Note: Competency builds confidence. The only way to build competency is to keep playing. The only way to keep them playing is to keep it fun. Until it’s a job, kids PLAY sports. Suggested Ted Talk
Along the way to 3,000 hours, you will see amazing young athletes that have incredible technical skills and/or advanced physical capabilities; they will seem so talented and so advanced that you may be tempted to drop out of the race. Don’t. Bigger, faster, stronger, or two years of extra experience are not reliable markers for future success. In fact, if anyone in the world could reliably predict which athletes at twelve will be successful at twenty-two, they would be wildly wealthy. Early selection is a myth; late bloomers are common; and all of the TTPP buckets have to be filled.
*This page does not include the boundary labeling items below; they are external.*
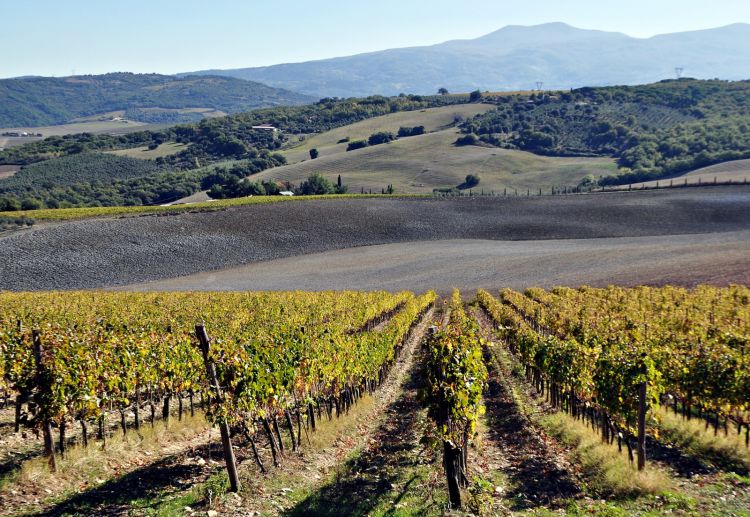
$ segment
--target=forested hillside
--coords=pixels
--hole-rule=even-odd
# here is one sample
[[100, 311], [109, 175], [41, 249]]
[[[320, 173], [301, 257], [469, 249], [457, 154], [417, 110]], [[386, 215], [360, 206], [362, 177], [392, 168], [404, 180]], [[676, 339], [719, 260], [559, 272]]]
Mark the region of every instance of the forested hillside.
[[[467, 99], [323, 99], [305, 106], [260, 109], [160, 131], [50, 137], [0, 152], [0, 163], [24, 166], [15, 177], [0, 180], [0, 211], [175, 201], [284, 164], [284, 157], [275, 151], [291, 135], [323, 132], [379, 115], [463, 103]], [[278, 131], [253, 129], [263, 123], [272, 124]], [[153, 161], [105, 154], [118, 149], [155, 148], [164, 142], [178, 142], [185, 147]], [[217, 162], [236, 163], [230, 168], [211, 167]], [[83, 167], [77, 169], [73, 165]]]
[[237, 113], [313, 100], [314, 97], [228, 77], [131, 73], [24, 77], [0, 80], [0, 127], [63, 124], [112, 111], [125, 111], [131, 120], [178, 123], [200, 119], [201, 115], [164, 109], [212, 108]]
[[612, 156], [622, 184], [750, 157], [750, 81], [682, 79], [486, 99], [462, 129], [486, 144], [553, 156]]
If you are a competitive person that’s wondering at this point, how to win, how to beat the system, and how to arrive at the end of the journey on top. Here are two observations:
First, ‘winners’ seem to simply win the war of attrition. As noted above, most kids quit, including most of the ‘future hall-of-famers’ that have been identified early on by so-called ‘experts’. Every athlete that plays a sport for fifteen to twenty years wins.
Second, overachievers have one thing in common: they’re smart and deliberate goal setters.
So, here’s my formula: During the first 3,000 hours, preserve all of your athlete’s options by filling all four of the TTPP buckets; always make it fun; ignore all the hype pertaining to young superstars…even when they’re yours; and guide the entire process via goals that are great, granular, gritty, and guided.
Goals — Activities and actions are undertaken with SMART goals in mind. Goals are essential. Work with your athlete to set weekly, monthly, season, and longer-term goals. Every two weeks, take ten minutes to review progress.
Great — Activities and actions are intended to be [great] fun, or a pathway to future fun. Especially in the early years, if it’s not fun, you’re draining the smiles bucket.
Granular — Deconstruct big picture goals such as ‘get better’ or ‘score more’ into granular goals (and routines) that add up to something bigger. Granular example: three times a week, kick with my left foot, from the right side of a small target that is twenty feet away, and strike the target ten times out of one-hundred attempts; adjust upward as the goal is met.
Grit — Choose activities and actions where initial failure is probable, a bit of agony is inevitable, and hard work is required; doing so builds grit. A good example of the intersection of grit and fun is when kids compete against older siblings.
Guided — Use highly qualified coaches and instructors to make granular adjustments, and to obtain continuous advice and feedback. (Parents are rarely qualified to do this.)